In Isabel’s senior year, it so happened that Darconville encouraged her, as a confidence boost, to enter the Miss Quinsy contest. Now, despite petty annoyances, there was no question but that over the few short years they’d grown closer and closer. Difficulties attend upon adjustment. Perennials, unlike annuals, seem less attractive perhaps only because open to longer scrutiny, but they endure, they do endure, and if the splendor of their lives was occasionally overcast by shadow, neither of them was so confused as either to accede to the mundane or assume happiness was habit. And so every day they spent together, and every day, no matter the cast, was too short — morning leaped high-noon, bounded on a step to mid-overnoon, and always night came far too fast.
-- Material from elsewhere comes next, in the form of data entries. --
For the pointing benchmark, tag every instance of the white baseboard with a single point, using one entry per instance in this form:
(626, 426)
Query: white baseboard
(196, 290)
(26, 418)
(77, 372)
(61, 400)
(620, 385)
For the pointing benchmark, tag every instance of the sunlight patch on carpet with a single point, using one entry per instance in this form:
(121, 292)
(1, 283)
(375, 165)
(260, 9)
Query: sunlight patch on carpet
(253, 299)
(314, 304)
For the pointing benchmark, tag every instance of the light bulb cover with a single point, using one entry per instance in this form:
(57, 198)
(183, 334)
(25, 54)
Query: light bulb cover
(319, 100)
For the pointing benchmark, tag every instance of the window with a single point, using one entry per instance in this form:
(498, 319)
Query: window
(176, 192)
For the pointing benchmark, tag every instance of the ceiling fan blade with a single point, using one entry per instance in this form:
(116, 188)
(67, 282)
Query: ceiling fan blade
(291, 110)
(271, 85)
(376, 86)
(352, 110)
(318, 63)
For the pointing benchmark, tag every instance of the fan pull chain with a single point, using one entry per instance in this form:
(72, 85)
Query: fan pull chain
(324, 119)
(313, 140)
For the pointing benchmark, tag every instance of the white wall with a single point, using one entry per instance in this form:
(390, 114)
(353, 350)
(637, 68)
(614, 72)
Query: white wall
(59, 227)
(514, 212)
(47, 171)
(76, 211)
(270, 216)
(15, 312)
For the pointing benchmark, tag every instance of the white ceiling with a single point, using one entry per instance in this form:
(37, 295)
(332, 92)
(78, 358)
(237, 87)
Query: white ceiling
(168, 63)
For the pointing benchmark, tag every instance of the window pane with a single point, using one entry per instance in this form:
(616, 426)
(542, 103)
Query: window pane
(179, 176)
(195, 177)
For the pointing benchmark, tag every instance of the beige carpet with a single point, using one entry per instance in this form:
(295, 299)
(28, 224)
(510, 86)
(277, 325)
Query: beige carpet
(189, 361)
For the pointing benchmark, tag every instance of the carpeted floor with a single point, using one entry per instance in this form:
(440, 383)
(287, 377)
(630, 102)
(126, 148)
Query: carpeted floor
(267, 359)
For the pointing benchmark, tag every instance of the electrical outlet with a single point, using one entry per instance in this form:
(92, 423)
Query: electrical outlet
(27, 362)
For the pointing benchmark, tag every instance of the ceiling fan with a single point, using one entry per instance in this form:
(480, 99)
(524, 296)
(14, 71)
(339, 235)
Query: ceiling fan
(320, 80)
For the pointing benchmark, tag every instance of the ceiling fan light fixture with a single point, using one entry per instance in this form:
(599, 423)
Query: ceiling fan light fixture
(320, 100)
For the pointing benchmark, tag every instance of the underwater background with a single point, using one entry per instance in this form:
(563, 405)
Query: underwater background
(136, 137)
She stopped by his house every day, confided in him when she needed that, and even if poorly read — she found allusions to Darconville’s book, not having read it, disconcerting — nevertheless remained for him a refreshing alternative to the dire extremes of academic dullness. He still invented and told her little fables. She still slept in his shirts, still left notes at his office, and always of course exclaimed in her childlike way of princesses, fairy forests, and supernatural intercepts. They still played with Spellvexit, went on picnics, and flew kites out in the meadow, where, still, her tresses broke free in the wind which absorbed into its length her trailing ribbons and in a special wayward way, as always, seemed to claim her for its own by means of an adoption no more complex than simply taking her away. What was Darconville’s surprise, then, when in the face of all that joy and seasoned understanding the Miss Quinsy affair exploded — a crisis, reaching to proportions he hadn’t thought possible, that touched upon that one point of delicacy long unspoken of and which now ran arrow-straight to a single, unavoidable confrontation. It had to do with the size of Isabel’s legs.